A number of voters on both sides of the Brexit debate took to social media to boast about spoiling their ballot papers in the local elections, with many referencing their disillusionment.
People shared images of voting slips with messages including ‘Get May out’, ‘Brexit betrayal’ and ‘Traitors’ written across them.
Another wrote: ‘I’d rather poo in my hands and clap than vote for this lot.’
Jordan (@Jord16_) voted in the Worcester City Council elections and said he spoilt his ballot because of issues surrounding Brexit.
He told the Press Association: ‘The major parties have been lying for three years straight about Brexit and, in a two-party system, neither of them deserve to be voted for at any level.

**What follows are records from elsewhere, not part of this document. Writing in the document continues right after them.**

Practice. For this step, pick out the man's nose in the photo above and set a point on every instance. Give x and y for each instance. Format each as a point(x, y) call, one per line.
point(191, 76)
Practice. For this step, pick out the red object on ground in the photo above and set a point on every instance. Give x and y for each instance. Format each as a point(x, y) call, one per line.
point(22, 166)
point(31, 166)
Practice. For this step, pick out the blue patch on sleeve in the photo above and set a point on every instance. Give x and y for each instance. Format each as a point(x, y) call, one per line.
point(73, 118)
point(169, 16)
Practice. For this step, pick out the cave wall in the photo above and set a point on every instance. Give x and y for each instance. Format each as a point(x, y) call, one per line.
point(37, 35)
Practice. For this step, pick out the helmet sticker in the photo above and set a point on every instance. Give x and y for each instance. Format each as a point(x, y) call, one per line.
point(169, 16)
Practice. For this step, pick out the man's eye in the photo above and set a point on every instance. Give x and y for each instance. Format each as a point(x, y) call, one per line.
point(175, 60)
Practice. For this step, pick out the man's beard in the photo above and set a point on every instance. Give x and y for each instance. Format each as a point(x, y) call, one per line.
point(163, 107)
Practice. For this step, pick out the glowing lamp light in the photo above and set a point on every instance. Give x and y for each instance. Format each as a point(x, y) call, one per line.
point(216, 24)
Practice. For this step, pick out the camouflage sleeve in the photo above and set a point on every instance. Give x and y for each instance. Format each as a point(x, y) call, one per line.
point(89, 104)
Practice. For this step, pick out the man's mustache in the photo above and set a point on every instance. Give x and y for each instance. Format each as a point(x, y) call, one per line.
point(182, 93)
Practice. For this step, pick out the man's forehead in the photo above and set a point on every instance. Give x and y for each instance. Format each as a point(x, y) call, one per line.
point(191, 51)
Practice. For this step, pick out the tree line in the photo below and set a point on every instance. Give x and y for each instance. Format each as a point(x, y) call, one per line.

‘I’m actually a member of the Conservatives, so under normal circumstances I would have voted for them. If there was a Brexit Party candidate I would have voted for them.’
The campaign was started by Leave.EU, which tweeted in March, encouraging people to spoil their ballot papers.
They wrote: ‘The Conservatives depend on our votes. Instead of respecting our decision to leave the EU, they have chosen to stab us in the back.
‘Send a message on May 2 by spoiling your ballot, writing in @brexitparty_uk and show CCHQ what happens when you defy the will of the British people.’
There were also similar protests from Remain supporters, with messages including ‘Stop Brexit’.
It is not illegal to spoil a ballot paper, but filling it out incorrectly or covering it with graffiti can render it invalid.
One ballot paper in the Cotswold seat of Tetbury town marked with the word ‘Brexit’ was still counted – giving the Tory candidate a majority of one.
It included a large arrow pointing to the Conservative candidate.
The returning officer said it had consulted the Electoral Commission guidance before making a decision.
They said: ‘Prior to the final adjudication on the doubtful papers, the number of votes for the Conservative candidate and the independent candidate were level.
‘However, when adjudicating on those ‘doubtful’ papers, the returning officer awarded one additional vote to the Conservative candidate, having regard to the guidance contained in the Electoral Commission’s booklet on doubtful papers and examples within election law books.’